A mercearia da aldeia é um mundo. Gerida apenas por mulheres de gerações diferentes, todas elas, da mais velha à mais nova, com o mesmo despacho, desenrasque, diligência e respeito pelo consumidor, a mercearia constitui um lugar sui generis, palco de aprendizagens diversas e enriquecedoras. Tudo pode ser vendido à confiança, pode lebar à confiança e reclamado caso a qualidade não satisfaça os clientes ó coração, se não for bom, benha cá trocar. O cliente é rei. Eh, pá, não há nada pior pra mim, qué dizer a um cliente que na tenho! confessa a proprietária, embora o desabafo seja raro, uma vez que quase tudo se encontra à venda e, se tal não for o caso, no dia seguinte já o desejo do cliente foi satisfeito.

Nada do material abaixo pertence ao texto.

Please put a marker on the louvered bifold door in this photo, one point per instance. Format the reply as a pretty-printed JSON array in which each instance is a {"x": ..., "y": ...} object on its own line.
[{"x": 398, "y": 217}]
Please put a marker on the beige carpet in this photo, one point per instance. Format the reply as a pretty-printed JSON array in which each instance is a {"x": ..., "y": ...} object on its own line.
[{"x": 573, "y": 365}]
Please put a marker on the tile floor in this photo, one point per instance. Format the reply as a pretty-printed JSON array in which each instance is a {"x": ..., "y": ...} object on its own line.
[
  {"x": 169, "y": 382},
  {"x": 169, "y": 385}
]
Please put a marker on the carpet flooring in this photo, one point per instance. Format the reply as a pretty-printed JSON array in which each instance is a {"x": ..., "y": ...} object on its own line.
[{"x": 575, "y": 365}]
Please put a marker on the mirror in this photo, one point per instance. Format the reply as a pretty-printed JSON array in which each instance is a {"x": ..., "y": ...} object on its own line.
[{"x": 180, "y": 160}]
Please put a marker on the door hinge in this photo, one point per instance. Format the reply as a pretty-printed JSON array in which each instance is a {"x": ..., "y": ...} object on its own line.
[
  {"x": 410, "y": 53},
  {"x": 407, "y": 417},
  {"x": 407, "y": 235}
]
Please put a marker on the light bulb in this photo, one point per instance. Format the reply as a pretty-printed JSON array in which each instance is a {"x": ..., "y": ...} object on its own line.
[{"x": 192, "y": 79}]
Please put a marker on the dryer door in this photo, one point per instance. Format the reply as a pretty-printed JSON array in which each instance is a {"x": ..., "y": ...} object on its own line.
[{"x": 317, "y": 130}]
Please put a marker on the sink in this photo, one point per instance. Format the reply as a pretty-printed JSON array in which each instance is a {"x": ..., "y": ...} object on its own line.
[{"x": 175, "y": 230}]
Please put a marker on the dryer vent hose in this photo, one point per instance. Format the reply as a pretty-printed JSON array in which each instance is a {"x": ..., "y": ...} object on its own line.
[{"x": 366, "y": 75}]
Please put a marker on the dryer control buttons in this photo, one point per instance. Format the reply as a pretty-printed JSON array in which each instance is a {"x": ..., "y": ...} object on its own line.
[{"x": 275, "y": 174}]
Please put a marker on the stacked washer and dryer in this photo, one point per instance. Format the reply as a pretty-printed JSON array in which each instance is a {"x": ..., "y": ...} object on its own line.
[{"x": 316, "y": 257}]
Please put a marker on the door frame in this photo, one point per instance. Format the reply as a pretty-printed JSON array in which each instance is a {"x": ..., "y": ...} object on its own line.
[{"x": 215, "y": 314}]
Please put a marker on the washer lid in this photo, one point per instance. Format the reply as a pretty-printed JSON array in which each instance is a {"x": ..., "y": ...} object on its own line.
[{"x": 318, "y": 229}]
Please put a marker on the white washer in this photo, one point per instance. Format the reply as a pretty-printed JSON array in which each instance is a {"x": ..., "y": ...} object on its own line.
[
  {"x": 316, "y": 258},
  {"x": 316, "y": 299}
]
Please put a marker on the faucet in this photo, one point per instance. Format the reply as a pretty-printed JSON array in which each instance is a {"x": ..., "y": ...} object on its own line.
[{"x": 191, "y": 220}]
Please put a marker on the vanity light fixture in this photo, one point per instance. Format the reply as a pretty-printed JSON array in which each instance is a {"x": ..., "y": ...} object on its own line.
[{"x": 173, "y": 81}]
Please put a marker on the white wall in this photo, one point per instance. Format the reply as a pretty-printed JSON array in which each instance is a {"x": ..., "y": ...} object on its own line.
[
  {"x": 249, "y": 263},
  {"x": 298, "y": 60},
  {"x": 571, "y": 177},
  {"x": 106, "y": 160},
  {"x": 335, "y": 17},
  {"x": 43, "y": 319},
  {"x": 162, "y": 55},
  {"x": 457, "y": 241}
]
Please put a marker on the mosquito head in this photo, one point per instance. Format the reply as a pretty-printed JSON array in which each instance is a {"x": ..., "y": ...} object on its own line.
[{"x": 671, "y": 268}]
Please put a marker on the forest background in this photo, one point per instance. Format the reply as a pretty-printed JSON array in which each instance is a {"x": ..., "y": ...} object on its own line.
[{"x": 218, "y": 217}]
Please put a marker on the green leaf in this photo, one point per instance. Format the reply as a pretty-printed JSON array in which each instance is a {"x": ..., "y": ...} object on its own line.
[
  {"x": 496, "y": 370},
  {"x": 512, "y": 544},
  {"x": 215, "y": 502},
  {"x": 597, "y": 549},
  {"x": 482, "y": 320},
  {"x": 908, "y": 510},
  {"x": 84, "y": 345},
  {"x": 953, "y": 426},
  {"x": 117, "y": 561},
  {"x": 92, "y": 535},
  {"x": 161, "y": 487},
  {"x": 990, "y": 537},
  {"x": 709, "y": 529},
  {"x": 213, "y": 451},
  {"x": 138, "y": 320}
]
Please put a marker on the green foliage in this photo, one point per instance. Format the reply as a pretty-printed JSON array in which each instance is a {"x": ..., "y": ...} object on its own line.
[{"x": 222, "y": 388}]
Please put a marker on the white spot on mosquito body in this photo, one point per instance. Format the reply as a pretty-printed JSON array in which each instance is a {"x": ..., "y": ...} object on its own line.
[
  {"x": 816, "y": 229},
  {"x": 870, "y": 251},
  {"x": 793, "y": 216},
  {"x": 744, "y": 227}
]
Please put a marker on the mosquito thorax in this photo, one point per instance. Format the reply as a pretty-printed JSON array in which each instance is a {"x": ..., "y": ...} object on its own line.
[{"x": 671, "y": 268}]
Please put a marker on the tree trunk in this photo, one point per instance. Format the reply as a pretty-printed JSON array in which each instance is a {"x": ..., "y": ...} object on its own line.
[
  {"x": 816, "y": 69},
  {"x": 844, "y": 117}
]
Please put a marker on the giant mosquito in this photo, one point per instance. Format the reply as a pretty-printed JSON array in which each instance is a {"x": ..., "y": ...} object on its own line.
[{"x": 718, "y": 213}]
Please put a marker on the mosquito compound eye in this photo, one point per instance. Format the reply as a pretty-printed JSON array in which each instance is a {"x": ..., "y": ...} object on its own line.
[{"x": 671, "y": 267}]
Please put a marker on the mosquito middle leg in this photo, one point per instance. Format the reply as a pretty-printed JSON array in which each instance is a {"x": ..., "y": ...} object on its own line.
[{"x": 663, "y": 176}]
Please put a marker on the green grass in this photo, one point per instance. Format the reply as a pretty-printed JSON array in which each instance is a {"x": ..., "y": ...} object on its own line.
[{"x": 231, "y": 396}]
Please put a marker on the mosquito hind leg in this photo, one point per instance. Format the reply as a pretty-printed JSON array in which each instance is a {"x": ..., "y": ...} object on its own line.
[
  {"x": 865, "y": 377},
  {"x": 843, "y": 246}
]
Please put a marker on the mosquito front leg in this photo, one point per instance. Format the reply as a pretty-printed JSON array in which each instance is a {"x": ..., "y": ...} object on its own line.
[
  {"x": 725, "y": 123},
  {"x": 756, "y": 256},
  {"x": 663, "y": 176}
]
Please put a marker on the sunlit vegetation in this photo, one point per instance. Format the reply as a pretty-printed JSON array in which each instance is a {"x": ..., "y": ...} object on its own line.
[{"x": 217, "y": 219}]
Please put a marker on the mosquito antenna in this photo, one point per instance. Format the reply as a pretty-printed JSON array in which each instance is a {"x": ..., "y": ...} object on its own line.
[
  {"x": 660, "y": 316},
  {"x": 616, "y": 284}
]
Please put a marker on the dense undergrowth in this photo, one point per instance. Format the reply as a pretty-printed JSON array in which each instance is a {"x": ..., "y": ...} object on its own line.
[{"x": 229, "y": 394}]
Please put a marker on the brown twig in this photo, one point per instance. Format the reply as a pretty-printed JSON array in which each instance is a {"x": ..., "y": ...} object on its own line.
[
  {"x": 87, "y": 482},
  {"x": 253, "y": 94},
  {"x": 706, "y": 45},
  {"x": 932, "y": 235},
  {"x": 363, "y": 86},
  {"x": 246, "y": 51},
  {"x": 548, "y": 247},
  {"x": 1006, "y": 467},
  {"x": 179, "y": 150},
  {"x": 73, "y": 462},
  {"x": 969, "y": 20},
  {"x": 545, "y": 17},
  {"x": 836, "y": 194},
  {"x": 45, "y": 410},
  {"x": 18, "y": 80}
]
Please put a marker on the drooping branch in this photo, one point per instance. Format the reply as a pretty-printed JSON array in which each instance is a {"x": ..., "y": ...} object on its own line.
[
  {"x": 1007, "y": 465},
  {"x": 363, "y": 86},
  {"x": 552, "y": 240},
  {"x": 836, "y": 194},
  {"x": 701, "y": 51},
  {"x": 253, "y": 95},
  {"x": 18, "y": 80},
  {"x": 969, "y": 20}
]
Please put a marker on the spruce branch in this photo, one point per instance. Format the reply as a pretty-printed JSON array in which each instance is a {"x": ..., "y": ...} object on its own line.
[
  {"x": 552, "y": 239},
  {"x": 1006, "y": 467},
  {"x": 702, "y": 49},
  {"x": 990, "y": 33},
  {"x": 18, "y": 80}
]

Uma ocasião, procurava pimenta em grão. A rapariga, a filha, ficou aflita, nunca enrrascada, porém. Não havia. No dia imediatamente a seguir e, assim que lá entrei, a rapariga chamou Dona! e sem mais palavras exibiu ufana uma pacotinho de três pimentas em grão. Não resisti perante a consideração do gesto e, mesmo que a pimenta não fosse mais necessária, acabei por sair da loja com ela.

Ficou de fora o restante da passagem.